С этими словами она брала его степенно под руку и становилась чрезвычайно озабоченной. Дорожка, по которой они шли, едва приметно поднималась, спиралью опоясывая холм, и проходила возле романтической, увитой жимолостью с лазающим циссусом, ротонды перед кустом корявой, ядовито-сочной бузины. Здесь было гибельное и для обоих достопамятное место. Они, смеясь, смотрели друг на друга, но чаще продолжали путь.

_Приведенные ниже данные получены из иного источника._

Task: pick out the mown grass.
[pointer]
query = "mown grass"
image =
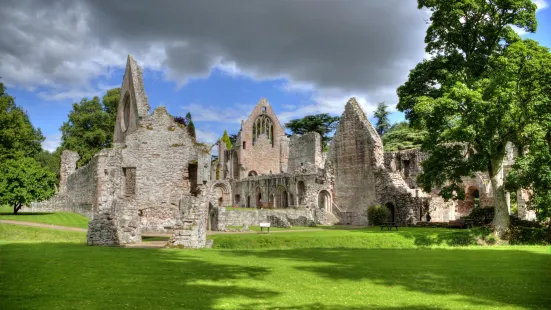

Бывая в более приподнятом и романтичном настроении, хоть это очень мало отличалось от других ее забав, Анжела не уставала декламировать стихи на польском. Чего-нибудь из Тютчева или Ярослава Ивашкевича, своих шановных пиитических кумиров, разнохарактерных, но как-то совмещавшихся в ее душе.
Plejady to gwiazdozbiór już październikowy:
Wypƚywa nad horyzont ciemno i okrutnie
I patrzy na schylone, zadumane gƚowy,
Na poƚamane brzozy i pobite lutnie.
Przechodzi i o świcie drży nad moim domem,
Posyƚa promień cichy, ale przenikliwy,
I gƚosem mowi do mnie, i takim znajomym,
że może jest kto jeszcze na świecie szczęśliwy.
Художественного перевода этих строчек он не знал, поэтому воспринимал их, как и всё из той поэзии, которую она читала, насколько понимал язык и главным образом по вложенному в строфы смыслу. (Плеяды – вот созвездие, которое уж в октябре: они встают над горизонтом смутно и жестоко, и смотрят вглубь задумчиво опущенных голов, на купы сломанных берез и искалеченные лютни. Они являются и на заре дрожат над домом и посылают луч пронзительный и тихий и слово молвят мне, и голосом таким знакомым, как будто есть еще на свете кто-нибудь счастливый).